The investigation revealed how Israeli intelligence agencies carried out a nine-year covert “war” against the ICC. They spied on the activities and communications of numerous ICC officials – including Bensouda and Khan – intercepting their phone calls, messages, emails, and documents in an effort to derail the investigations.
There are many interesting detailed accounts in the investigation report, but we can only note some instances.
The “war” began in January 2015, when it was confirmed that Palestine could join the ICC after the UN General Assembly recognized it as a state (though with observer status). Israel condemned its accession into the ICC as a form of “diplomatic terrorism.”
Bensouda, elected ICC chief prosecutor in 2012 for a nine-year term, quickly saw her opportunity to move. Under the Rome Statute, the treaty that established the ICC, the court can exercise jurisdiction only on crimes committed within member-states. After Palestine became a member, any alleged war crime by those of any nationality committed in occupied Palestine territories fell under her office’s jurisdiction.
On Jan. 16, 2015, Bensouda opened her preliminary examination into the “situation in Palestine.” Immediately Israeli intelligence agencies subjected her work to close surveillance. Meantime, ICC officials in The Hague became aware of specific threats against a prominent Palestinian NGO, Al Haq, one of several human rights groups that frequently submitted documents providing detailed information to the ICC investigation on incidents it wanted Bensouda to consider.
Al Haq’s submissions reportedly linked allegations of Rome Statute crimes to senior Israeli officials, including the military chief, intelligence agency directors, and defense ministers. After the ICC had authorized a full investigation in 2019, the Israeli defense minister designated Al Haq and five other rights groups as “terrorist organizations.”
At a certain point, Israeli officials carried out secret back-channel interaction with Bensouda’s office in The Hague. Meetings took place from 2017 to 2019. The back-channelling ended when Bensouda announced the end of her preliminary exam, stating that she believed there was “reasonable basis” to conclude that Israel and Palestinian armed groups had both committed war crimes in the occupied territories.

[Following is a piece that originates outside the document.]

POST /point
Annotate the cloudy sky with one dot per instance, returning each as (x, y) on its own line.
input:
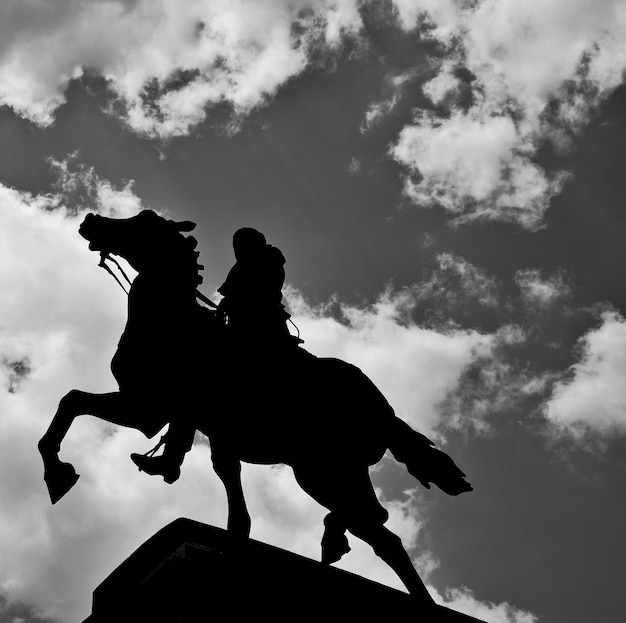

As Bensouda began a formal investigation, Israel ramped up its campaign against the ICC, and directed Yossi Cohen, then head of the Mossad, Israel’s national intelligence agency, to “turn up the heat” on Bensouda personally.
In her disclosures to the ICC, Bensouda said that, in three meetings all initiated by Cohen, the Mossad chief put pressure on her not to proceed with the criminal investigation in the ICC’s Palestinian case. Among others, she disclosed the following:
• Cohen told her, “You should help us and let us take care of you. You don’t want to be getting into things that could compromise your security or that of your family;”
• Cohen used “despicable tactics” in his effort to intimidate and influence her, which Bensouda firmly resisted. The ICC officials likened his behavior to “stalking;”
• The Mossad took a keen interest in Bensouda’s family members. They obtained transcripts of recordings of an apparent sting operation against her husband, and Israeli officials then attempted to use the materials to discredit Bensouda, in vain.
On these revelations, Karim Khan has warned that he would not hesitate to prosecute “attempts to impede, intimidate, or improperly influence” ICC officials.
Despite pressures, like Bensouda, Khan chose to press ahead. On the war crimes for which he seeks arrest warrants against Netanyahu and Gallant, he said the duo stand accused of responsibility for extermination, starvation, denial of humanitarian relief supplies, and deliberate targeting of civilians.
“I specifically underlined that starvation as a method of war and the denial of humanitarian relief constitute Rome Statute offenses… Those who do not comply with the law should not complain later when my office takes action,” Khan declared, adding: “That day has come.”